Invisible
My sophomore year of college I cut my bangs super straight, Lady Gaga style,. I just thought it would be fun and new. I didn’t realize how much trouble it was going to be as my friends and fellow classmates told me, “Oh, you look so Asian!” I didn’t know how to respond to it besides just staring very hard at them and the obvious reply, “Um. Yeah. I am Asian.”
Needless to say, I’ve never cut my hair like that since. Because I’ve thought, well what did I look like before that? Not Asian? I didn’t think that was possible. Less Asian? How do you even quantify that?
I get it. I’m not some super-kung-fu-Crouching Tiger Hidden Dragon-samurai girl like Zhang Ziyi or Michelle Yeoh. I’m not super sexy and exotic like Lucy Liu or Kelly Hu. I’m not super nerdy and I don’t have crazy strict parents who cry if I get grades lower than A+ like Rory’s friend on Gilmore Girls. I’m not a breakdancer, I don’t sing like every other Filipino girl, I quit piano a week after my first lesson, and I’m a communications major, not an engineering, pre-med, biology, or business major.

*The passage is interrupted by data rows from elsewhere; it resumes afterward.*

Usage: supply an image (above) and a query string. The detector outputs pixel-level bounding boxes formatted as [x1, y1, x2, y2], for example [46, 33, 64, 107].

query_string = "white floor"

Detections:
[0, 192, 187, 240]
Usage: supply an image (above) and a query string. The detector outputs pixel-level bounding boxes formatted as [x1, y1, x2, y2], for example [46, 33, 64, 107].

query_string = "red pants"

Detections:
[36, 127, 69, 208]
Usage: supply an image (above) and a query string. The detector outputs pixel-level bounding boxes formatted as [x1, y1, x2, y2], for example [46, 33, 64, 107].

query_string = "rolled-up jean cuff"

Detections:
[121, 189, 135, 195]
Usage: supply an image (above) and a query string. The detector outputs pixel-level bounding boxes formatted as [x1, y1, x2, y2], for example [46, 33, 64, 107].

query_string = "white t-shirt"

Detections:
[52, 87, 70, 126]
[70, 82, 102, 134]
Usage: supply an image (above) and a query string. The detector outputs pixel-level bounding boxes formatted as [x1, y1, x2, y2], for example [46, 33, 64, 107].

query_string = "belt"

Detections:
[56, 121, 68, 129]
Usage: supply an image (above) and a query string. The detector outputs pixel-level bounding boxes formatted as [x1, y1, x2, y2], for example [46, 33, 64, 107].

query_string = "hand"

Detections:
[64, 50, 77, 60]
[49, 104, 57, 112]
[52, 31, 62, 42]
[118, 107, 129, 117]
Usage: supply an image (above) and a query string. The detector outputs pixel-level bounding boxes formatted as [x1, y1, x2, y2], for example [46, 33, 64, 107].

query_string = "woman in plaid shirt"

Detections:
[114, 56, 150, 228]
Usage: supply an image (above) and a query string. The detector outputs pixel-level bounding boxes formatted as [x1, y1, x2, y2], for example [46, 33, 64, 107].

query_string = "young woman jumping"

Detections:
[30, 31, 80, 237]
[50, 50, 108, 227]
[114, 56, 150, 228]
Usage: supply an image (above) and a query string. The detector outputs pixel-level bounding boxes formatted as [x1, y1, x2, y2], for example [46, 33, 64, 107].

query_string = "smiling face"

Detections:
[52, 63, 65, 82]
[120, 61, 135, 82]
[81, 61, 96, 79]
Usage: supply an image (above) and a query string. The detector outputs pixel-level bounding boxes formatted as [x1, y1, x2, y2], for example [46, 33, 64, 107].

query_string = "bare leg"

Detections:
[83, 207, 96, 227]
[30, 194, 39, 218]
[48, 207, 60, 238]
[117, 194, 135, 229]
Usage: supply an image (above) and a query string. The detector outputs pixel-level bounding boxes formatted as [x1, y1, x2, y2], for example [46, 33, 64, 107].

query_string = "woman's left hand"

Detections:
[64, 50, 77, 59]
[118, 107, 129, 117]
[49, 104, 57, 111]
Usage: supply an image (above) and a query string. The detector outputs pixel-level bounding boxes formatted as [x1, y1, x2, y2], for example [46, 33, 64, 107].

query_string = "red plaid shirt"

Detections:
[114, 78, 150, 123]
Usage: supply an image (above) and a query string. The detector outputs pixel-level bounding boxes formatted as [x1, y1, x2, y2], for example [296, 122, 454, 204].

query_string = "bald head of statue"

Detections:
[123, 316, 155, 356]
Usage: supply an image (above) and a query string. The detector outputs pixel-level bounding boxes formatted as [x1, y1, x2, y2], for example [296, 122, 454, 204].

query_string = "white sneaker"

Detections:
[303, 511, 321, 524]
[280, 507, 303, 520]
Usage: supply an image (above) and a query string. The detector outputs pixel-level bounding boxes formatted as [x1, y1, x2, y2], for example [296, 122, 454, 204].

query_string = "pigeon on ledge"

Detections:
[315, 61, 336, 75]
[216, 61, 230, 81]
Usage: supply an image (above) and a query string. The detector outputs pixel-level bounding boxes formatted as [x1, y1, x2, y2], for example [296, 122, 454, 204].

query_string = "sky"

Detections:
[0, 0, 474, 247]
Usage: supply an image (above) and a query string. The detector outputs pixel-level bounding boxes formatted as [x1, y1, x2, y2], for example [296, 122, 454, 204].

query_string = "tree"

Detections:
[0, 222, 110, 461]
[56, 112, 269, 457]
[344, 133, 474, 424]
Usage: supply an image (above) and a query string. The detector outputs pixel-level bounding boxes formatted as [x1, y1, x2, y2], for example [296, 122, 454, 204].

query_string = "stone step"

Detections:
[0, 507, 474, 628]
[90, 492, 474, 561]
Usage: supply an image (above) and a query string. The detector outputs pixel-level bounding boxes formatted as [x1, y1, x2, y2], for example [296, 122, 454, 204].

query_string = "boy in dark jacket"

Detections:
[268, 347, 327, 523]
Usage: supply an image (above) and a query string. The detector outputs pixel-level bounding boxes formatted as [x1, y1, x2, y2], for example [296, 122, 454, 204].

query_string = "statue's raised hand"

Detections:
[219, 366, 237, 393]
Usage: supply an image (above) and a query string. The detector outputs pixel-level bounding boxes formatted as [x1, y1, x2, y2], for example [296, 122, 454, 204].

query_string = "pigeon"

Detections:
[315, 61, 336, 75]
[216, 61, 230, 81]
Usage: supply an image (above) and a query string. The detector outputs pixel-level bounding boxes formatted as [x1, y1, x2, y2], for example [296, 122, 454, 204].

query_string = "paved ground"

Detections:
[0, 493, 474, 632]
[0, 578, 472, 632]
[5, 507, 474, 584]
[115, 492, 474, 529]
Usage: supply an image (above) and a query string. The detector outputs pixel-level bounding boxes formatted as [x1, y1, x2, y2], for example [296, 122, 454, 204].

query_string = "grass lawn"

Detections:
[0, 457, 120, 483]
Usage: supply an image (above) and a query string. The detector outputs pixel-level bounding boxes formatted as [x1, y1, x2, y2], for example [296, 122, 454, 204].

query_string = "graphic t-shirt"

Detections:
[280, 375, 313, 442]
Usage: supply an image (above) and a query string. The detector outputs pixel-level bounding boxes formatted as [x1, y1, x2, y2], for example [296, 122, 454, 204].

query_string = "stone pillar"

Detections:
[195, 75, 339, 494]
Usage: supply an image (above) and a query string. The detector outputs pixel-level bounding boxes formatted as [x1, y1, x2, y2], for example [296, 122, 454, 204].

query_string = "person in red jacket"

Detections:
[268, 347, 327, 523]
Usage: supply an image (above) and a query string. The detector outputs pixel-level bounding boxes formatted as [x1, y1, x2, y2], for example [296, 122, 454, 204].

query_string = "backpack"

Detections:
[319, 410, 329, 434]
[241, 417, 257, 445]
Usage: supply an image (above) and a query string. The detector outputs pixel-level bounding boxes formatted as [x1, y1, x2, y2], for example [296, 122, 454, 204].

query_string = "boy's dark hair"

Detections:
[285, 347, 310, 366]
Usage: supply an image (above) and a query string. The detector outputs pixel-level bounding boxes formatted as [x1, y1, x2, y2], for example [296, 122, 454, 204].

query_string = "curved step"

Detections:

What am I supposed to do, start wearing kimonos, talk in a “FOB” accent, eat kimchi, squint more, and pretend I can kick your ass in science and math for you to get that I’m Asian? Just because I bum it in jeans, date outside of my race, and I don’t speak Tagalog 24/7, doesn’t mean I’m whitewashed, or I’ve forgotten my culture.
I’m an American, as well, have people forgotten? I don’t bleed red, white, and blue, but having lived here the last 20 or so years of my life, I feel just as American as most natives. I feel like being American is having the freedom to decide who you are and what you want and actively pursue that. This may or may not be true in real life, but it’s something that I feel is being different than being cast as “Asian.” I think people have forgotten that simple fact.
On the flip side, there are other people who think I’m only Asian. And I can only do Asian things. I once went to a Barnes and Noble to buy the 4th Harry Potter book, Goblet of Fire, when it came out. The lady at the cashier register said I should join their costume contest. She said I could be Cho Chang, undoubtedly the only recognizable and visible Asian character. I was only twelve at the time, but I couldn’t help but feel like I was being discriminated against. I could only be the Asian character of the book? Because honestly, if we’re going to play with stereotypes, I think I’d connect with the Hermione character: a smart overachiever. Instead of a weak, lovesick, crybaby, like Cho Chang was. (Ironically, when I cut my bangs that one time, the Goblet of Fire movie came out at the same time. My boyfriend and I at the time were unofficially nicknamed Cho Chang and Cedric Diggory. I think there’s some kind of conspiracy going on.)
So what am I then? I’m Asian. I’m not. I’m not Asian enough to others. I’m not typical. I lack definition. Worse, I feel like I’m losing my identity because of these so-called Asian stereotypes people seem to be perpetuating and consuming. I don’t like being pulled from one end of the spectrum to another, whether I’m one thing or not. But I don’t know what other option I have, because the only one left is to be invisible and not exist at all.